One of the great joys of being a father is experiencing pop culture that I loved as a child anew through my son Declan’s eyes. I almost feel like children’s entertainment was wasted upon me as a child, because I was a precocious sort forever in a fever to experience what I thought of as adult entertainment. 

During the entirety of my eighteen year career as a film critic, meanwhile, I thought the job of children’s entertainment was to entertain cynical adults like myself. If they also entertained the Younglings, so much the better, but I really did spend my entire pre-fatherhood career as a critic under the arrogant assumption that kid’s entertainment was not so secretly for adults first and foremost. 

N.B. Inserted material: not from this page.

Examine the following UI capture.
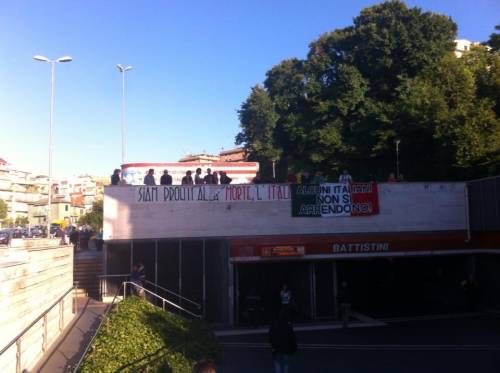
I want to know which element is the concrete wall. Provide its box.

It wasn’t until I had a child myself, and saw everything through the prism of parenthood that I came to realize just how wrong I’d been. I now subscribe to the revolutionary and far-out idea that kid’s entertainment is for children, and if it entertains adults, great, but that should always be a secondary concern if it’s a concern at all. 


So far I’ve felt privileged to experience a lot of wonderful entertainment from the my childhood with, and through, Declan. As I have chronicled here exhaustively, being a parent has caused me to fall in love with Sesame Street all over again, to a degree that borders on pathological, unhealthy and abnormal. I’m more into Sesame Street than Declan is. At three and a half years old, Declan seems to have outgrown Sesame Street but I still watch new episodes by myself each week. 

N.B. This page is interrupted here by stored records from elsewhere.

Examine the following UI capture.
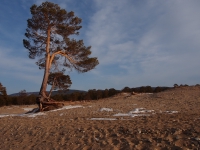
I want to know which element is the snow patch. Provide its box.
[23,108,33,111]
[113,108,154,117]
[165,110,178,114]
[50,105,83,112]
[99,108,113,111]
[89,118,117,120]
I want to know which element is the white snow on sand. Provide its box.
[89,118,117,120]
[0,105,83,118]
[99,108,113,111]
[50,105,83,112]
[113,108,154,117]
[23,108,33,111]
[165,110,178,114]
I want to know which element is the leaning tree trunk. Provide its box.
[36,29,64,111]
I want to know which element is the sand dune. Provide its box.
[0,87,200,150]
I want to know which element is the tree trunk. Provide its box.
[36,28,64,111]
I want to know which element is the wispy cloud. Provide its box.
[87,1,200,86]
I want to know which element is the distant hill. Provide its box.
[9,89,86,96]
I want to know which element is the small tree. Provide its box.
[23,2,98,111]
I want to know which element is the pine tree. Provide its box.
[23,2,98,111]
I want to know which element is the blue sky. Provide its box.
[0,0,200,94]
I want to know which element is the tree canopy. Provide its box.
[23,2,99,111]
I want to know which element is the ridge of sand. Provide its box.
[0,86,200,150]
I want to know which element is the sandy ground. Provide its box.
[0,86,200,150]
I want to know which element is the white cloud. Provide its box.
[87,0,200,86]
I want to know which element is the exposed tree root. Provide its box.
[36,96,64,112]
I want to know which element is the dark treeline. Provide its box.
[0,86,169,106]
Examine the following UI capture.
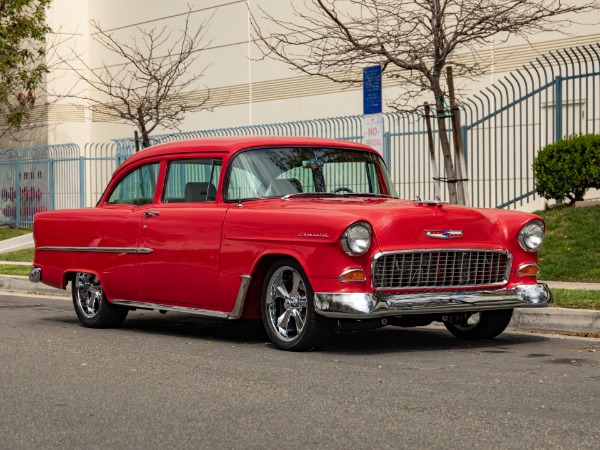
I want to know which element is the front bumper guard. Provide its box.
[315,283,552,319]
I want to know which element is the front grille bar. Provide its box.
[371,249,512,290]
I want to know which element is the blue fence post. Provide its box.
[79,156,85,208]
[383,131,392,171]
[15,161,21,228]
[460,125,469,168]
[48,158,56,211]
[554,75,563,142]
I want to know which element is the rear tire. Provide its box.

Some of the Declan’s favorites I’ve learned to love for their sheer absurdity and pandering ridiculousness, like Mutt & Stuff or Paw Patrol. But a lot of what Declan loves is stuff that I legitimately love as well, like It's the Great Pumpkin, Charlie Brown, The Ramones doing the Spider-Man theme song and superhero media in general. 

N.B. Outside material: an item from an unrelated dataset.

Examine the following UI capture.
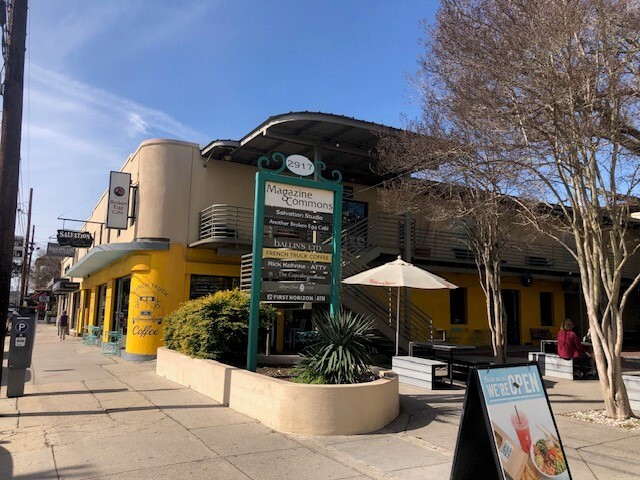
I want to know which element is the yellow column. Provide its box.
[125,245,185,355]
[87,285,98,325]
[102,278,116,342]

Declan also loves Scooby Doo, which I watched and loved as a child despite knowing that it was ultimately hot garbage. I wrote about Declan’s discovery of Scooby Doo’s Twin Peaks homage Mystery Incorporated here and while Declan does enjoy the hip, adult, thinking person’s Scooby-Doo I have also discovered that he likes Scrappy Doo as well. I mean, he really likes Scrappy-Doo. 

New, dystopian, post-apocalyptic Scrappy (left), old model (right) 

New, dystopian, post-apocalyptic Scrappy (left), old model (right) 

And that is totally fine with me. Obviously I do not enjoy the character as much as him. In fact, I find him rather annoying. But Scrappy Doo was not created for me. He’s not for me. He was made for Declan and children his age. This is true of other characters like Jar Jar Binks and Tow Mater as well. If you’re up in arms about those characters being made for babies, that’s because they were made for babies. And that, also, is totally okay. In fact, it’s great. 

Babies need entertainment. Toddlers need entertainment. Very small children need entertainment and while I wish Declan chose stuff everyone could enjoy, I am never going to judge him for liking something kids his age are supposed to like. I’m not going to judge him for feeling enjoyment and pleasure at something that’s not hip or good or fashionable. 


It’s my job as his parent to judge things for appropriateness but I’m not going to be such a snob that I veto things because they do meet my aesthetic standards. Scrappy-Doo is for Declan, and that's more than good enough for me.